Once again the instructors' bikes are sitting patiently while we do our thing. At least this time a couple of them will get to play a bit. The two bikes in front of Elvira belong to instructors teaching a basic course. They won't get to participate, sorry to say. I'm waiting for the class to get off the range. I'm way early but eager to go. My friend Julie and I are going to teach an RSP class. Otherwise known as Rider Skills Practice. The students will participate using their own bikes. Some of the drills have demonstrations. Yee haw, we get to ride our own bikes for those!

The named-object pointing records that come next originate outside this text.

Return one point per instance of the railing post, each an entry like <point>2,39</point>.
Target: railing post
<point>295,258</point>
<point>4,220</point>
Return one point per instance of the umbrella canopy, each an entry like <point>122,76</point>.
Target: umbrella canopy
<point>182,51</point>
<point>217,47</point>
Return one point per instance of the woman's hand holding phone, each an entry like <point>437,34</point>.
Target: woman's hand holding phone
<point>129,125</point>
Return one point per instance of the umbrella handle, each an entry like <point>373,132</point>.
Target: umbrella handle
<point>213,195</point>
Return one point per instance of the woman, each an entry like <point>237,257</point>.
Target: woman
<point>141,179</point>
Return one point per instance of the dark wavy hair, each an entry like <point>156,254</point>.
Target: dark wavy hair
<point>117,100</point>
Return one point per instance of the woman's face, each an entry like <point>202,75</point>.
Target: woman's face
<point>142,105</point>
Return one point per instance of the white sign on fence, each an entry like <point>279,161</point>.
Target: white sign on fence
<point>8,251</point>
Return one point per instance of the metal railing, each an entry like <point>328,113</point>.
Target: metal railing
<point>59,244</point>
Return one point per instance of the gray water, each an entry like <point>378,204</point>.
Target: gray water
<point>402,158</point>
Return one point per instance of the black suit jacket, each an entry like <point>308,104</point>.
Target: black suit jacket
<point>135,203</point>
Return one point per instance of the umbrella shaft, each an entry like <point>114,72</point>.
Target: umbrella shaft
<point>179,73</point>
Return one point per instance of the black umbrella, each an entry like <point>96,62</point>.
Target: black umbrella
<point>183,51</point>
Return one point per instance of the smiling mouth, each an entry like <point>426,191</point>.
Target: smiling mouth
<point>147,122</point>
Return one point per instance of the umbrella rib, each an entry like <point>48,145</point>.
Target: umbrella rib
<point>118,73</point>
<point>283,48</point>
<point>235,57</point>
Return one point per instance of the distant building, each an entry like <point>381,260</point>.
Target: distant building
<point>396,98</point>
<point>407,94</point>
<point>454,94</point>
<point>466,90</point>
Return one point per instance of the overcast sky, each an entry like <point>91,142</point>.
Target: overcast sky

While I was waiting I took some time to mess around with shutter speeds and aperature settings on the Nikon. The beginning students became my subjects. I'm actually starting to understand how all that stuff relates and works together! The "Trinity of Exposure" is coming alive in my head little by little. Not that this is a great photo, but I actually made the camera do this type of shot on purpose. The auto mode used to be the only mode I used. Now I'm making little side trips.
You all have met Elvira. I don't know if Julie has named her bike or not. It's a V-Star 1100. Julie handles that big bike with ease. She's smooth and precise. I love the rumble of that motor!

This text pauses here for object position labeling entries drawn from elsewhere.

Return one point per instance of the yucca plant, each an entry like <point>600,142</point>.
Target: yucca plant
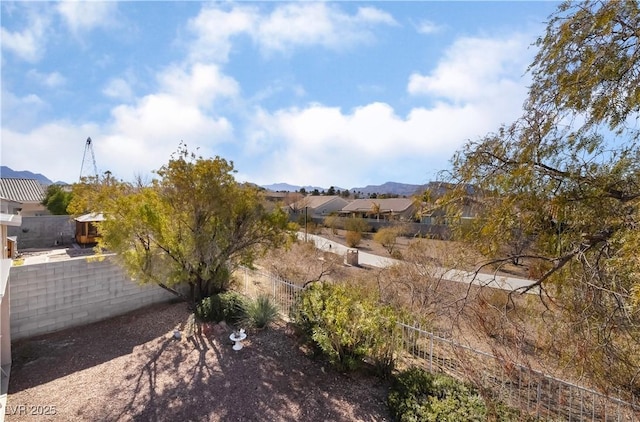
<point>261,312</point>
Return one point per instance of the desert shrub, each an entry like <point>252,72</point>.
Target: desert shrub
<point>349,325</point>
<point>229,306</point>
<point>261,312</point>
<point>353,238</point>
<point>387,237</point>
<point>416,395</point>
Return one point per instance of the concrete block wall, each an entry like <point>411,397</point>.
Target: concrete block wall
<point>53,296</point>
<point>44,231</point>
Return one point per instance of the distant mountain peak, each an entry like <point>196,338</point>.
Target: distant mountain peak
<point>393,188</point>
<point>9,173</point>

Today we have a student of special interest to me. It's my youngest son, Clinton.
We had a small group so there was plenty of room. I told Clinton that I would pay for the class if he wanted to take part. I was gratified that he took me up on the offer. Clinton's been an endorsed rider for about five years, now. This would be a chance for me to see where his skill level was. At the same time, he'd get some valuable training.
The RSP was designed as a riding clinic with no classroom time. We do have some discussions on street strategies, mental skills, and the mechanics of accident avoidance skills. However, each session is short. The students receive what we call a pocket guide for their own personal study later. The main thing is to ride. The class covers cornering, braking, swerving, and low speed maneuvers. We run drills based on having to accomplish two accident avoidance maneuvers in quick succession. Once students get around 3,000 miles or so of riding experience we encourage them to come back for this class. Basic skills are taken to a higher level. Some of the turns are tighter, for example. Which requires a lot more of a head turn and precise control.

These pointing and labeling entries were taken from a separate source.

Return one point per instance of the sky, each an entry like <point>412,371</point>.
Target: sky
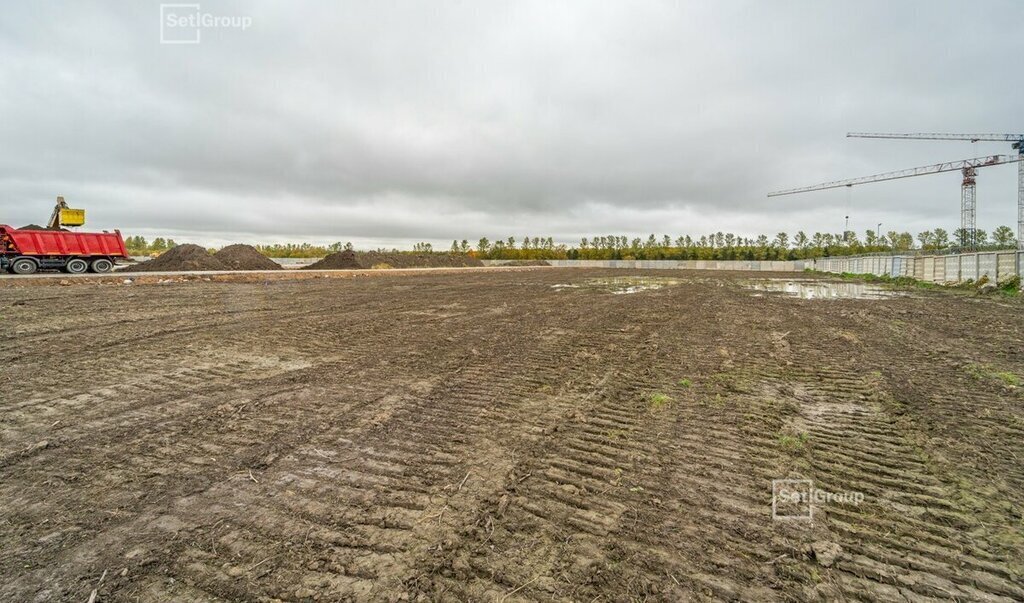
<point>389,123</point>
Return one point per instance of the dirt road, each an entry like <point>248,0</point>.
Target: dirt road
<point>506,435</point>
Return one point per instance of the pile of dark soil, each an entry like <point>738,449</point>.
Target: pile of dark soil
<point>350,260</point>
<point>526,263</point>
<point>245,257</point>
<point>343,260</point>
<point>182,257</point>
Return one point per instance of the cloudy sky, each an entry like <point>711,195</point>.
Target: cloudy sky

Last year we scheduled a large number of RSP classes. Attendance wasn't what we had expected. Another class designed to get unendorsed riders legal and give them some training experienced the high demand. When an RSP is scheduled, full or not, it eats up range space. In fact, a lot of the RSP classes got cancelled due to low enrollment. Which means we wasted a range slot. Not to mention that some of the students who were enrolled in cancelled classes had to wait for another slot. It was a less than ideal situation.
This year we scheduled less RSP classes but committed to running them even with low registration. Which is how we came to run this class with five students.
Our RSP starts with a circuit ride. Briefly, it's a timed course and the students get points added for mistakes in the run. It's not pass or fail, of course. Merely a baseline to see where they are when they come in to the class. The circuit ride assesses skills used in everyday riding.
The course starts with a 90 degree tight turn where the rider needs to keep the bike inside the boundaries. Then on to a barrel ride between three cones. Just like the horse people do. Then on to a curve. Next comes a swerve with the cue cones 13 feet from the barrier. When the swerve is done the rider goes around and makes a quick stop in the shortest distance possible. All of it is scored. Then we conduct exercises designed to sharpen specific skills.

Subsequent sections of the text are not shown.